During his Eufaula tenure, the Tigers won 10 or more games three times and had the school’s only back-to-back undefeated regular seasons in 2005 and 2006.

The highlight was the 2006 team that went 14-1 and reached the Class 5A state championship game. That team featured current pro players Jerrel Jernigan (N.Y. Giants) and Courtney Upshaw (Baltimore Ravens).

“Both Jerrel and Courtney won Super Bowl championships in their rookie year,” Klages said. “I don’t know if that has ever been done with a high school coach who has a player win a Super Bowl in his rookie year and then the very next year have another win it in his rookie year.”

While at Eufaula, Klages was selected to coach in the Alabama-Mississippi All-Star game in 2007 and in the AHSAA North-South All-Star game in 2007 and 2012.

His love of football began at an early age and intensified in 1974 when he was a seventh grader. He watched Ashford High’s football team, with current Houston Academy head coach Jimmy Addison leading the team at quarterback, advance to the state finals before losing to Lauderdale County 14-13.

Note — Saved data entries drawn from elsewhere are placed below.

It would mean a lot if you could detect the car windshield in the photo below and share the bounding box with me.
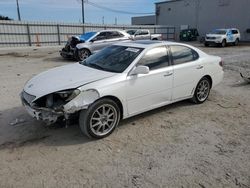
[79,32,97,41]
[210,30,227,35]
[126,30,137,35]
[80,45,143,73]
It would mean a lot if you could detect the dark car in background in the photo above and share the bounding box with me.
[179,28,199,41]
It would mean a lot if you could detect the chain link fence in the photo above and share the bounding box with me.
[0,20,176,47]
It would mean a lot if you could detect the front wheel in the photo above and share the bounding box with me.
[191,77,211,104]
[76,48,90,61]
[221,39,226,47]
[79,98,120,139]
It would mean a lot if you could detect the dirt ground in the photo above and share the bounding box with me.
[0,43,249,188]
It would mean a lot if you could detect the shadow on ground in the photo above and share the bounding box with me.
[0,100,194,150]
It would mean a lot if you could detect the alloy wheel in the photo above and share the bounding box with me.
[90,104,118,136]
[196,80,210,102]
[79,49,90,60]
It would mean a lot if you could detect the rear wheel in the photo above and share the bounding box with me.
[76,48,90,61]
[234,38,239,46]
[79,98,120,139]
[204,42,209,47]
[192,77,211,104]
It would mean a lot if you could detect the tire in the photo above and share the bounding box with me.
[191,77,211,104]
[76,48,90,61]
[221,39,226,47]
[204,42,209,47]
[79,98,120,139]
[234,38,239,46]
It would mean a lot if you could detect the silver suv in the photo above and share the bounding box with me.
[60,30,131,61]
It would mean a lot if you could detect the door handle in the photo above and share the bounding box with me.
[196,65,204,69]
[164,71,173,77]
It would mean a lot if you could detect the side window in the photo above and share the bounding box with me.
[140,30,149,35]
[137,46,169,70]
[94,32,107,41]
[108,31,124,39]
[232,30,238,34]
[170,45,199,65]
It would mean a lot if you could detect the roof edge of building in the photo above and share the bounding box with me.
[155,0,183,5]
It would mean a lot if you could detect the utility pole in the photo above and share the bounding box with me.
[115,17,117,25]
[102,16,105,25]
[81,0,85,24]
[16,0,21,21]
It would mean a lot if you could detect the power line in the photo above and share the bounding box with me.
[79,0,154,15]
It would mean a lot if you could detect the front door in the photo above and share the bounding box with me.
[126,46,173,116]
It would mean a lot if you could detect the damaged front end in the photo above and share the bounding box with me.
[60,36,84,59]
[21,89,100,125]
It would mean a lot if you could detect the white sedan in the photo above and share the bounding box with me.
[21,41,224,139]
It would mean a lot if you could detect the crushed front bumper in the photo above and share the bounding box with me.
[60,49,74,58]
[21,94,64,124]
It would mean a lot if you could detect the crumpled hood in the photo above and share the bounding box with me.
[24,63,115,99]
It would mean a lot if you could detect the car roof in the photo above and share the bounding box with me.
[215,28,239,31]
[116,40,183,48]
[97,29,125,33]
[85,30,126,33]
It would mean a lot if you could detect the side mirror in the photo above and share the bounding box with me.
[130,65,150,75]
[90,39,95,43]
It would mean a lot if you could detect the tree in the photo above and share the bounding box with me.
[0,15,13,20]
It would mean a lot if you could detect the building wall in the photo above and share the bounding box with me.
[156,0,250,41]
[132,15,156,25]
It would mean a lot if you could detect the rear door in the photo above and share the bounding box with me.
[169,45,204,100]
[232,29,240,41]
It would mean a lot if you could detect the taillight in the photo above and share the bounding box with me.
[219,60,224,67]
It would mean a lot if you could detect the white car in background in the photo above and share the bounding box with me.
[205,28,240,47]
[21,41,224,139]
[126,29,162,40]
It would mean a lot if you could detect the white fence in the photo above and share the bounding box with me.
[0,20,176,47]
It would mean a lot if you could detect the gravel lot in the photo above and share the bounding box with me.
[0,43,249,188]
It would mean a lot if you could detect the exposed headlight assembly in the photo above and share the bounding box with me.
[56,89,81,102]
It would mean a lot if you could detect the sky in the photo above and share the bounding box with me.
[0,0,163,24]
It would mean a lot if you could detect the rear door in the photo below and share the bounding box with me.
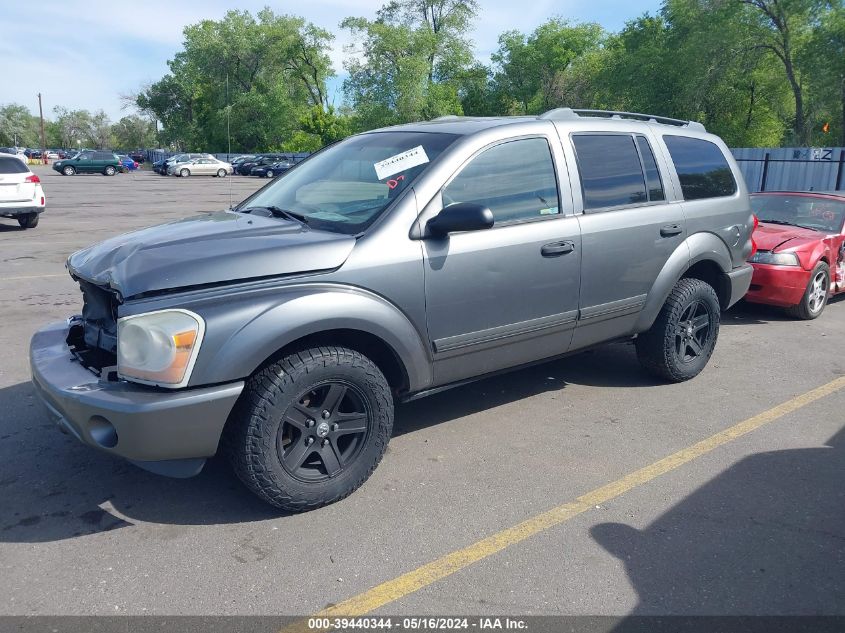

“That whole process of them going undefeated the entire way, going to all of the games, that kind of solidified my love for football,” Klages said.

While in high school, Klages, a quarterback, didn’t play much his 10th grade year, but he started as a junior and senior.

“I loved playing, but I was one of those who never made the all-conference team,” Klages said. “I was just good enough to start on a team that wasn’t real good in football.”

He also played basketball as a freshman and was on the baseball team his junior and senior years at Ashford.

After attending Wallace and Auburn University, Klages began his coaching career at Rabun County, Ga., where he coached from 1985-88. He was an assistant varsity football coach, head junior varsity football coach and an assistant coach for boys and girls basketball and baseball.

He then coached at Screven County (Ga.) in 1988-89 before being hired by Wayne Woodham as Eufaula’s defensive coordinator, head freshman/middle school coach and head baseball coach.

Klages stayed five years before landing his first head football job, doing so at New Brockton in 1994. The Gamecocks had only 16 players prior to his arrival, but he doubled the numbers to 33.

“We had to sell football before I sold myself,” Klages said. “We had a good turnout and the momentum was going the right direction. We didn’t go but 4-6, but we had a couple of close losses.

“New Brockton had a bunch of hard working kids and a supportive administration and faculty. I really enjoyed it.”

It was his only season there as a year later he had an opportunity to return to Ashford.

“First time back and being in the gym and they played that fight song, it was a very emotional moment,” Klages said. “A lot of folks don’t get the opportunity to coach at the school where they played. That was a special time.”

He coached the Yellow Jackets from 1995-99, leading the program to a 25-18 record with three playoff teams and one area title.

Eufaula head coach Mike Owens called in the spring of 1999 and he returned there. He served in Owens’ final year – a 13-1 state semifinal team – then on Shayne Wasden’s staff for four seasons before Wasden left for Troy University. Klages was hired to replace him.

The rest is Tiger history.

“My mission as a coach was to make the experience of athletics for each kid that was under my care to be the best,” Klages said. “Now, winning is always better than losing and we always wanted to win, but we wanted to have a good time. I feel kids play athletics for a lot of reasons, but the No. 1 reason is because they think it is going to be fun to do.

“I felt we needed to make sure as coaches, ‘Let’s make this fun first.’ If the kid is enjoying it, he will work harder, play harder and have that little edge that maybe someone that is doing it out of drudgery may not.

“When all is said and done, the trophies and championships kind of sit over there and collect dust, but the memories, the relationships and the good times will be what everybody looks back on. We wanted to make those as many as possible. I hope we have done that.”